Slide 2: Primary Liver Functions
The liver is a complex organ with multiple functions related to nutrient breakdown and storage, detoxification, and excretion. Additionally, the liver maintains intimate associations with multiple other vital organs. It is a conduit for the pancreas, GI, and spleen to exchange nutrients, hormones, and other important molecules with the rest of the body. The liver’s biochemical functions rely on its supply of oxygen rich blood from the circulatory system and nutrients from the GI system.
Slide 3: The Case
We will review the major liver markers using a case that was published in the August 2009 issue of Clinical Chemistry. This case is a 66-year-old female retired schoolteacher who presented with chest pain and shortness of breath.
Slide 4: Patient Summary
She has no past medical history of liver disease, has no obvious abnormalities, is on no prescription medication, the whites of her eyes have no yellowing, and she has a modest amount of daily alcohol intake.
Slide 5: Initial Laboratory Tests
Her lab tests are remarkable for an elevated aspartate amino transferase or AST ~10 times the upper limit of the reference range.
Slide 6: Hepatocyte Damage Releases Intracellular Enzymes
The aminotransferases are very important for detecting acute liver disease. As hepatocytes die due to apoptosis, necrosis, or other mechanisms, the cellular contents are released into the circulation. The aminotransferase enzymes, ALT and AST, are indicators of liver cell death and can be used to answer the questions: What is the extent of hepatic damage or how many liver cells died in the last 24 hours?
Slide 7: Aspartate Aminotransferase (AST)
AST is not specific to the liver and is also found in the kidney and cardiac and skeletal muscle. In general, sex specific reference ranges are applied because the baseline concentration in males is greater than in females. AST can be elevated in a variety of liver and non-liver related conditions. Liver associated conditions include hepatitis, hemochromatosis, Wilson’s disease, and non-alcoholic fatty liver disease. The latter is one of the most common reasons for mildly elevated AST.
Slide 8: Quantifying AST
AST is measured in the laboratory using a coupled enzymatic reaction. In this reaction diagram, and in all of the reactions I’ll show in this talk, the reaction components colored purple are included in reagents; the components in black are produced in reaction; and pink are from the patient sample.
Slide 9: Quantifying AST
The decrease in Abs @ 340 as NADH is oxidized to NAD+ can be directly correlated to the AST activity in the sample.
Slide 10: Quantifying AST
It’s also important to note that AST requires pyridoxal 5 phosphate (P5P or vitamin B6) as a cofactor.

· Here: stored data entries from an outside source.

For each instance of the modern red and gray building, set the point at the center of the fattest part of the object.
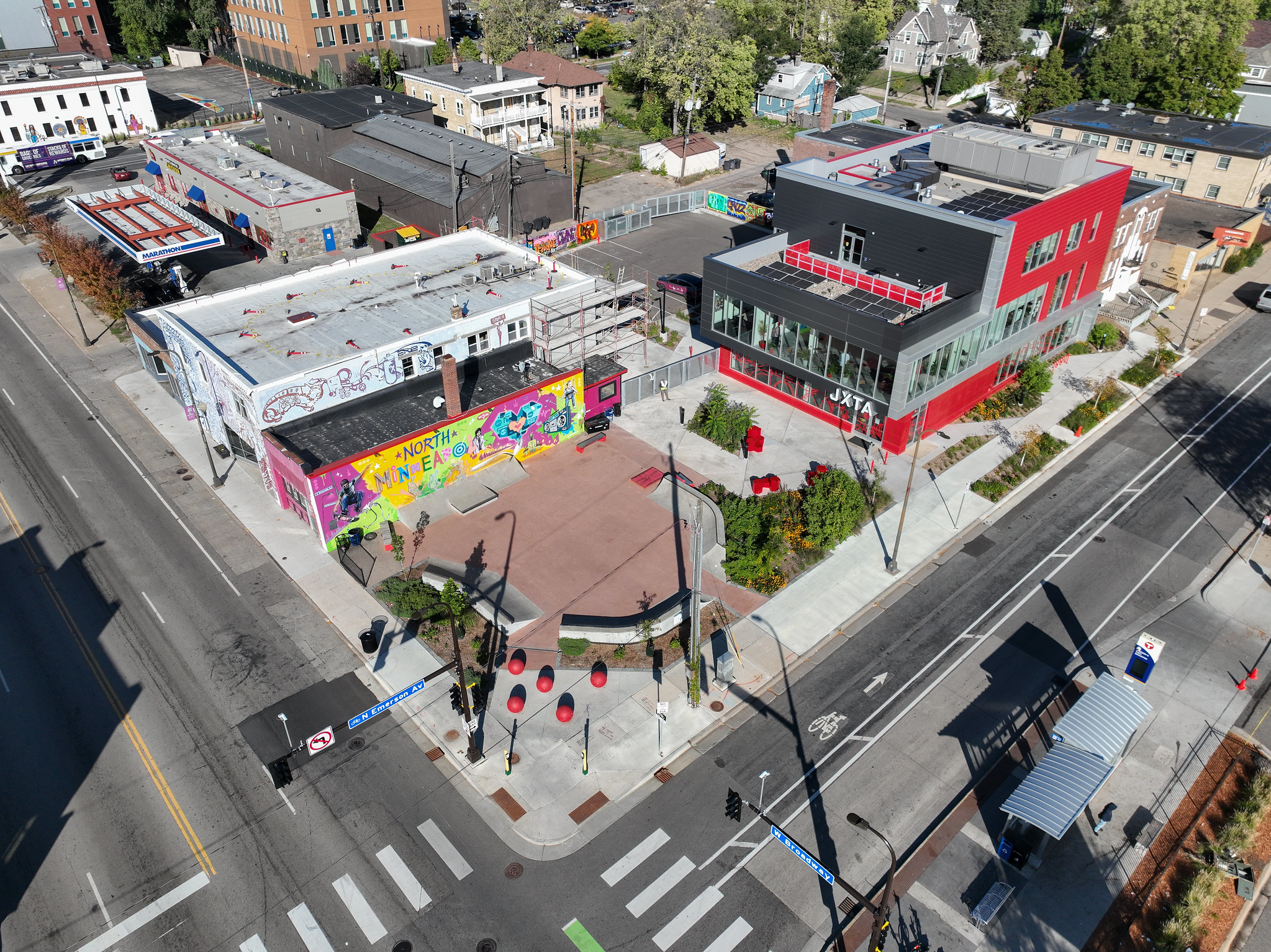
(909, 281)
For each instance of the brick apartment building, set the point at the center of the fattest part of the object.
(895, 302)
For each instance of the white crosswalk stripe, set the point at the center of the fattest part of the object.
(445, 850)
(660, 887)
(614, 875)
(253, 945)
(730, 937)
(403, 878)
(309, 931)
(360, 909)
(688, 918)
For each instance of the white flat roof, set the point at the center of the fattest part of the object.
(202, 154)
(373, 302)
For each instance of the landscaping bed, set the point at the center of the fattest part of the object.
(1038, 449)
(1171, 902)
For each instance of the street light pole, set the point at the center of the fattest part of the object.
(882, 913)
(218, 481)
(66, 284)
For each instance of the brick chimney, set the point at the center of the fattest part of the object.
(828, 104)
(450, 385)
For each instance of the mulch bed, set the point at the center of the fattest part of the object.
(1165, 871)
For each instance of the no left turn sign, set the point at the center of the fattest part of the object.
(320, 742)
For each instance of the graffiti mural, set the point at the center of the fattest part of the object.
(370, 490)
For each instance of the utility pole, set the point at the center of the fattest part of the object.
(920, 416)
(695, 608)
(454, 186)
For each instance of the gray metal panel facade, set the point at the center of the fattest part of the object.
(1058, 789)
(1103, 720)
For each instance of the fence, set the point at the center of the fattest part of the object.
(641, 387)
(675, 204)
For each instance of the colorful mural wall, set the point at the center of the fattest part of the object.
(364, 492)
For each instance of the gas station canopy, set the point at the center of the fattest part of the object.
(144, 224)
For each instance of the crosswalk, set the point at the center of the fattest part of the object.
(654, 892)
(355, 902)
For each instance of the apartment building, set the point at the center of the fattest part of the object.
(909, 281)
(576, 96)
(486, 101)
(299, 35)
(1208, 159)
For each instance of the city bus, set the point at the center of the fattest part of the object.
(18, 159)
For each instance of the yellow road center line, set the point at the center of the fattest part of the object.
(148, 760)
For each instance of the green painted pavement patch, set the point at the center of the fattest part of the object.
(580, 937)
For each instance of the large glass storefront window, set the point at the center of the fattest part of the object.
(842, 364)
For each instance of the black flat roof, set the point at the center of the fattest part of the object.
(1192, 222)
(337, 109)
(1232, 138)
(858, 135)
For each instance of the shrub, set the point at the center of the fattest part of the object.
(833, 509)
(1035, 377)
(1103, 336)
(722, 421)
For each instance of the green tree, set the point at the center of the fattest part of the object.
(1035, 377)
(833, 509)
(598, 37)
(1049, 87)
(857, 52)
(510, 24)
(999, 23)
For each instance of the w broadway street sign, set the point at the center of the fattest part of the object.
(803, 855)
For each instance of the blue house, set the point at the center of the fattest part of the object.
(796, 87)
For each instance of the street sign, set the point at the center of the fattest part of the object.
(803, 855)
(320, 742)
(1146, 656)
(386, 704)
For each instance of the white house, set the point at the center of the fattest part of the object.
(64, 97)
(703, 155)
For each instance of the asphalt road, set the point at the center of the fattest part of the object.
(137, 598)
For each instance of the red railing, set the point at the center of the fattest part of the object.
(797, 257)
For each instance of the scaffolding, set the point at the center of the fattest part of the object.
(609, 320)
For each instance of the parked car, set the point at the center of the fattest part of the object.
(688, 286)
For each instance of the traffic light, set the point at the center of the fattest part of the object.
(281, 773)
(880, 935)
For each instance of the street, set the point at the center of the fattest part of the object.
(138, 599)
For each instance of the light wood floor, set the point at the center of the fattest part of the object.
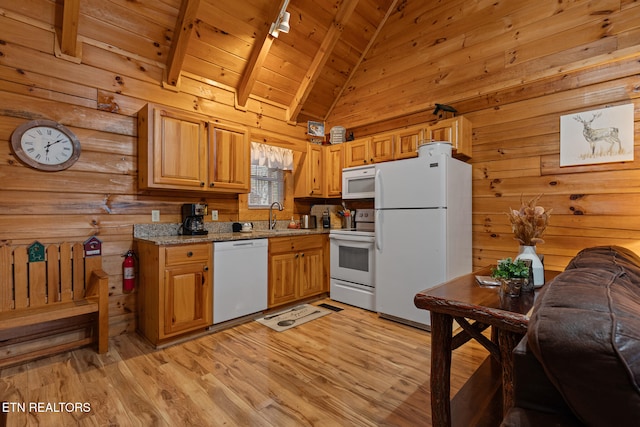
(350, 368)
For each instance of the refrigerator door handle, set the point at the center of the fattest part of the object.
(378, 230)
(377, 181)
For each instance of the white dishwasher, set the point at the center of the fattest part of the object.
(239, 278)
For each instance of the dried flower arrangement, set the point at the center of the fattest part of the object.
(529, 223)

Manufacturers have different supplementation practices in their AST assays, so if a patient is vitamin B6 deficient it can lead to false negative AST results in some commercially available assays.
Her AST was 544, which is ~12x the upper limit of the reference interval. But, if this were liver disease, we would expect additional markers to be elevated.
Slide 12: Alanine Aminotransferase (ALT)
Alanine amino transferase or ALT is also a transaminase and is considered to be the most important test for detecting acute and chronic liver injury. It is not specific for the liver, but is found there at higher concentrations and has a longer half-life relative to AST, leading to higher systemic concentrations for the same amount of liver injury.
Slide 13: Alanine Aminotransferase (ALT)
This patient had an ALT concentration within the normal reference interval.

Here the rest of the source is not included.